Performance Monitor Unit (PMU) events are used to measure CPU performance and understand workloads CPU characterization. Windows provides a way to collect PMU events through Event Tracing for Windows (ETW). When combined with other ETW events, we can tell a lot more concrete story about the performance. I recently added “Recording Hardware performance (PMU) Events” in docs.microsoft.com site. Using the hardware counter is an advanced subject and I couldn’t add all the specific details. This article is a recap of the documentation with focuses on how to use the perf tools such as WPR and Xperf to use PMU events. I will keep the same order of subjects. It is a good idea to keep the prerequisite document on the side.
Prerequisite reading: Recording Hardware performance (PMU) Events
First things first, we should clarify the words to be used frequently.
- PMU – Performance Monitoring Unit in CPU
- PMU events – Processor performance events, aka profile sources, not to be confused with Windows ETW events
- PMC – Performance monitoring counter in CPU, which counts PMU events.
Enumerating PMU events supported in the system
First you find PMU events supported on your system with the command wpr –pmcsources
or xperf -pmcsources
The output shows available IDs and names of PMU events (aka profile sources), their default and range of intervals, and the logger number(session) that is currently using the events.
Logger column
The logger number will show up only if a session is collecting PMU events on ETW events and OS is Windows 11 22453 or later.Also, pmcsession command shows the session information that use PMU events on ETW events. The same command exists for Xperf.exe. The command shows mostly redundant information as pmcsources
except ‘Hook Ids’.
PMU events are for one session only!
The logger number in the command ouput is useful to check whether anyone else is using the PMU event. If another session is using the PMU event, the slot is taken, and you will not get the PMU events in your session. In the picture above, the session with logger number 32 is using TotalCycles and InstructionRetired. If you start a trace making use of those PMU events, you won’t find those PMU events in your trace. To make sure PMU events are going to make to your session, it is helpful to set Strict=”true” in the <HardwareCounter> in the custom profile or -strict option in Xperf to simply fail to start trace.
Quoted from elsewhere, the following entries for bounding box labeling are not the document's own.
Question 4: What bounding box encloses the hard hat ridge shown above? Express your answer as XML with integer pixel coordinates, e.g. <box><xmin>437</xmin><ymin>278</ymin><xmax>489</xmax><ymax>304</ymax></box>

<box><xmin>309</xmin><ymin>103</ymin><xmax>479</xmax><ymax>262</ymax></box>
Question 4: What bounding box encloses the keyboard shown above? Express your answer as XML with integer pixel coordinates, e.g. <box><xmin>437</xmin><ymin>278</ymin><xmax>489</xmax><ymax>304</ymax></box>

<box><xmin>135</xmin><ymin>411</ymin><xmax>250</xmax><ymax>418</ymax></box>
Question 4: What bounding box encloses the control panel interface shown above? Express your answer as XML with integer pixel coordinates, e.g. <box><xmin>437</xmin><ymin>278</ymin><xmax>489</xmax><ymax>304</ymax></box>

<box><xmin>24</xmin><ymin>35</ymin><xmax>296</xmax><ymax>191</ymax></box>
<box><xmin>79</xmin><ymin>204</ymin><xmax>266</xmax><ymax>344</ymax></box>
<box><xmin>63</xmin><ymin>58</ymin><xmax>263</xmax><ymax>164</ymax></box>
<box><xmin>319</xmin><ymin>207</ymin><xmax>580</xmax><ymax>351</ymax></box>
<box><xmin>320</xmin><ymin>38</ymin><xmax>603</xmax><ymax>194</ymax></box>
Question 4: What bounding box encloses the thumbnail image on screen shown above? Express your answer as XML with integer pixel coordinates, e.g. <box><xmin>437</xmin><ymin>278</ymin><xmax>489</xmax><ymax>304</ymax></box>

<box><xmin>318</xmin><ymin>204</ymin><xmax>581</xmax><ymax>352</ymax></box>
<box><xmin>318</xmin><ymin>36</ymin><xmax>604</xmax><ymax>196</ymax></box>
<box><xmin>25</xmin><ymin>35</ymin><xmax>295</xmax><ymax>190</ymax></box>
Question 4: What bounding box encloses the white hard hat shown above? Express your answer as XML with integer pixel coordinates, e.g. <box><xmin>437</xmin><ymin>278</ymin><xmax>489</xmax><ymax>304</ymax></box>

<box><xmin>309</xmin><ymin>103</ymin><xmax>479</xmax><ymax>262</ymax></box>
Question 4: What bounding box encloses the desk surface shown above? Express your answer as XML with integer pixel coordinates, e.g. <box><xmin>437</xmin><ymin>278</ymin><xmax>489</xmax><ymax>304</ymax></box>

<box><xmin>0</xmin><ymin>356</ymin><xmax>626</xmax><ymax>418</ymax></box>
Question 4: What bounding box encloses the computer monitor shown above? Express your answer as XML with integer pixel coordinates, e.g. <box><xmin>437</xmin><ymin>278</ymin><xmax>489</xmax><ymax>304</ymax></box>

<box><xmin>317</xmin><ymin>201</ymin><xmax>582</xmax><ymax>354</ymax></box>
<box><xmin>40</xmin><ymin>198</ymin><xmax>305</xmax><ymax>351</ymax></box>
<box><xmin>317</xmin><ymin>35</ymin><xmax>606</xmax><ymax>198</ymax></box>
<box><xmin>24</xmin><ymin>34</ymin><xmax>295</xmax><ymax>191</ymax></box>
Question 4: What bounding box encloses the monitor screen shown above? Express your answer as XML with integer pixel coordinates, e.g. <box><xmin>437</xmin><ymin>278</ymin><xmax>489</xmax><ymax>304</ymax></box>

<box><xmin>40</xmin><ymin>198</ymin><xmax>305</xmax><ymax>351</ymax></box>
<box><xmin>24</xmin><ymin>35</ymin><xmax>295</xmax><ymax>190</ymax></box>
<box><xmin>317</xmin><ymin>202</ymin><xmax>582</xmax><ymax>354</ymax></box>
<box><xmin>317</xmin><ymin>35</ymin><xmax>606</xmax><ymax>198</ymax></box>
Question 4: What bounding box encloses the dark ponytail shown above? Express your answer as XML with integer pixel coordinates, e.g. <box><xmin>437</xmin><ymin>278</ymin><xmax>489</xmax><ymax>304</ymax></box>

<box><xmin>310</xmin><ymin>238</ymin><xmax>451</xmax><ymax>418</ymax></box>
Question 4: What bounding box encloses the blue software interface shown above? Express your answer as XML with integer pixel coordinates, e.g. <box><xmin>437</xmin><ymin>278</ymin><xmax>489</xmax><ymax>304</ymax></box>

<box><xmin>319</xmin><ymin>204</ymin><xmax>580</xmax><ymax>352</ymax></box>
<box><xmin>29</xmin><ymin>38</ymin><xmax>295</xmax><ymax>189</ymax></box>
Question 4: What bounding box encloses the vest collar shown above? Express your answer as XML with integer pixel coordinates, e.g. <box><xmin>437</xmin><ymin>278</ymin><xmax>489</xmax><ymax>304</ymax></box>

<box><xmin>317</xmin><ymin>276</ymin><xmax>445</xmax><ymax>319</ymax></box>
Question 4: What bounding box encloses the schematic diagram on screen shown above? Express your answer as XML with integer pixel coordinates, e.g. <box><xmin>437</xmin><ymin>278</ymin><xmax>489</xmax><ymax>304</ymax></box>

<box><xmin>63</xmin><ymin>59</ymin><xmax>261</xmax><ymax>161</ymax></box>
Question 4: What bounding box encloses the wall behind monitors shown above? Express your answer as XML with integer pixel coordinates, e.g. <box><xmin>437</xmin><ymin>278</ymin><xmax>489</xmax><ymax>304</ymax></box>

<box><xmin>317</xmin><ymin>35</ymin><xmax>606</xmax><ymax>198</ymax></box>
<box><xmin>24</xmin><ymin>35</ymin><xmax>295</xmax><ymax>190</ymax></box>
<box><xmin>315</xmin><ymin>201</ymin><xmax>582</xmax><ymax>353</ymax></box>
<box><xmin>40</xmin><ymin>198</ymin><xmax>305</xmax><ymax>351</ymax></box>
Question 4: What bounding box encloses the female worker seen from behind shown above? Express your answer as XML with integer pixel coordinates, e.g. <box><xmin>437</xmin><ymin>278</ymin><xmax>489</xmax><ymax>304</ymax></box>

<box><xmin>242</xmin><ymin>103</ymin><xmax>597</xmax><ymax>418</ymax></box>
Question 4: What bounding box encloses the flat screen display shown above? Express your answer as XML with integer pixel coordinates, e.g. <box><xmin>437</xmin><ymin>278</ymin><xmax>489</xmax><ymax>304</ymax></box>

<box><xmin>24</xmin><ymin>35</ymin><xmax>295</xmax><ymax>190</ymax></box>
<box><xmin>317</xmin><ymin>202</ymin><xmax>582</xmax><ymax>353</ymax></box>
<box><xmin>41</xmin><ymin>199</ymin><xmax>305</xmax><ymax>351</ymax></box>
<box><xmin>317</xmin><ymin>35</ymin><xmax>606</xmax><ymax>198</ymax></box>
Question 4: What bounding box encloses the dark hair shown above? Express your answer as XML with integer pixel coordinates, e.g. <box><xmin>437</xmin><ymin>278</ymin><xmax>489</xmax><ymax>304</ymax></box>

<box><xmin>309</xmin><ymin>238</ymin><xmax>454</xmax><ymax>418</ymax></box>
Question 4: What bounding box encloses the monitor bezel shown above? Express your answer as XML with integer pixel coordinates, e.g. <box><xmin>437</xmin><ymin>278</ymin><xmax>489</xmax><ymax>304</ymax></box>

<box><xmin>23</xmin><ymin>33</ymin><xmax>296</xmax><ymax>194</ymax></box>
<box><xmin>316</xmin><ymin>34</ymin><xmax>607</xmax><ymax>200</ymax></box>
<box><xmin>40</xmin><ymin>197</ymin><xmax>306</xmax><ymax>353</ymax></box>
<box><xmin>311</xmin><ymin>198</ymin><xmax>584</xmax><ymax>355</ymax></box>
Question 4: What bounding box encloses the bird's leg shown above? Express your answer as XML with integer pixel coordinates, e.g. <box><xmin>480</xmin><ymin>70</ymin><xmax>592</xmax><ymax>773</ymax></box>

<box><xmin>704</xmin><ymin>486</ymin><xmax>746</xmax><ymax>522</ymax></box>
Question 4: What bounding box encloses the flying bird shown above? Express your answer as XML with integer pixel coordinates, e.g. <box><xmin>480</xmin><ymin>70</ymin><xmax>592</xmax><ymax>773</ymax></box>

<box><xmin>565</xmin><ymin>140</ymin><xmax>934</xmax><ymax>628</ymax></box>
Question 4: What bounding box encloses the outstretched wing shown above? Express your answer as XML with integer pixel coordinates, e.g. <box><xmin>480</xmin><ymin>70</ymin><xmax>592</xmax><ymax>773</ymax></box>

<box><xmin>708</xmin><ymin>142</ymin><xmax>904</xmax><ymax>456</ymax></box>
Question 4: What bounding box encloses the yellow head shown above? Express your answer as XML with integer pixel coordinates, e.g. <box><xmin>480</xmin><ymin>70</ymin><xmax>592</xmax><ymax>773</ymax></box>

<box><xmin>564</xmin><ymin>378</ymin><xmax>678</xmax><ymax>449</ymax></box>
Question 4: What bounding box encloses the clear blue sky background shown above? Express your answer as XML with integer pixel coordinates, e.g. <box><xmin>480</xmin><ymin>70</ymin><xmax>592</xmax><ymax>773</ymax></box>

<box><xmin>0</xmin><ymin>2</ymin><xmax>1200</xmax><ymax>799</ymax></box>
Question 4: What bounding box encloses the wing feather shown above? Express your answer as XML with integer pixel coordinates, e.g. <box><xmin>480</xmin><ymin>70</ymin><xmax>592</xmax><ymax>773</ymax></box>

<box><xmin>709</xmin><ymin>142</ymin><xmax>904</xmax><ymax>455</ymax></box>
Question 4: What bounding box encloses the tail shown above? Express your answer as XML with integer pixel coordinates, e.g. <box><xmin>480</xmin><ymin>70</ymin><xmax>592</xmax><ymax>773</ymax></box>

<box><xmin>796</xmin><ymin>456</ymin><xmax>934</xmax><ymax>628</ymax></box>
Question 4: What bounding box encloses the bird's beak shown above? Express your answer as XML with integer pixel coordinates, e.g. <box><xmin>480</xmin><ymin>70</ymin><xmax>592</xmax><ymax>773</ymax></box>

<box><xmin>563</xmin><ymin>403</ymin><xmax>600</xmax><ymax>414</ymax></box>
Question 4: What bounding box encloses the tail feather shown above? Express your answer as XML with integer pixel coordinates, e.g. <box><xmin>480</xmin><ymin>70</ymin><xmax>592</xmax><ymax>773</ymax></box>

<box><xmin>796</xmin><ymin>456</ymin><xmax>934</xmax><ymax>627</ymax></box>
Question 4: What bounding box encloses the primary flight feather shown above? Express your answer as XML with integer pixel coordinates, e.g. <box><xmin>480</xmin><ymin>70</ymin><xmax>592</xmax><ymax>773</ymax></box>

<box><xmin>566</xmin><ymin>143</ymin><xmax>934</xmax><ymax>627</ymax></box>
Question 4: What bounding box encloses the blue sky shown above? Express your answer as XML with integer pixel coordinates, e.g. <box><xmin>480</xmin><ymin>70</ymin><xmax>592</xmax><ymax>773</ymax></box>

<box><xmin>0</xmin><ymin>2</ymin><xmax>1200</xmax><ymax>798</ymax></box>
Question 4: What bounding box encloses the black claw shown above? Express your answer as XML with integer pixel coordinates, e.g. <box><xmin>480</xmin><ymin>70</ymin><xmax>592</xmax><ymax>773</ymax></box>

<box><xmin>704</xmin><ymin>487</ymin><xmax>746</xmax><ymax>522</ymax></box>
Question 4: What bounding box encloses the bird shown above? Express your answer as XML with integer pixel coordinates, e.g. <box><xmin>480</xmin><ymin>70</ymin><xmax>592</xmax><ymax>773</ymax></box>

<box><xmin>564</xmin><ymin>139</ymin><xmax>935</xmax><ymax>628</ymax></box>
WPR returns the error 0x800700aa if any PMU events are already in use.
If PMU event resource is already in use, you will have to stop session #32 first. Refer to the previous posts if you need help on how to enumerate sessions and stop a session.
One more thing to consider is that the pmcsources command output only shows the logger number that is collecting PMU events on ETW events. If a session was collecting PMU events on sampling basis, wpr -pmcsources
wouldn’t show the logger number. In that case, you will have to find if any system sessions are using “pmc_profile” keyword as the keyword is used to sample on PMU events by enumerating sessions using xperf.
Collecting PMU Events
CPUs have multiple Performance Monitoring Counters (PMCs) that can count PMU events. ETW (Event Tracing for Windows) provides ways to collect those counter values. You can either collect PMU events whenever certain kernel events fire or on sampling basis, that is whenever a PMC interrupt fires due to the counter overflow.
Depending on the platform, the number of counters is different and the counter to the PMU event may not be a 1 to 1 mapping. Also, many PMU events can only be mapped to a subset of the counters. We’ve not implemented support for that constraint either by allowing explicit mapping or allowing the constraint to be described in the configuration data and finding if there’s an available mapping yet.
Collecting PMU Events on ETW Events – Example WPRP profile
Below is the custom profile that logs TotalCycles and InstructionRetired counter values on CSwitch events. You can add more ETW events up to four but consider a pair of them that are start/stop to make the trace more useful. CSwitch is such an event that is both a beginning and end since we are ending execution of one thread and beginning another.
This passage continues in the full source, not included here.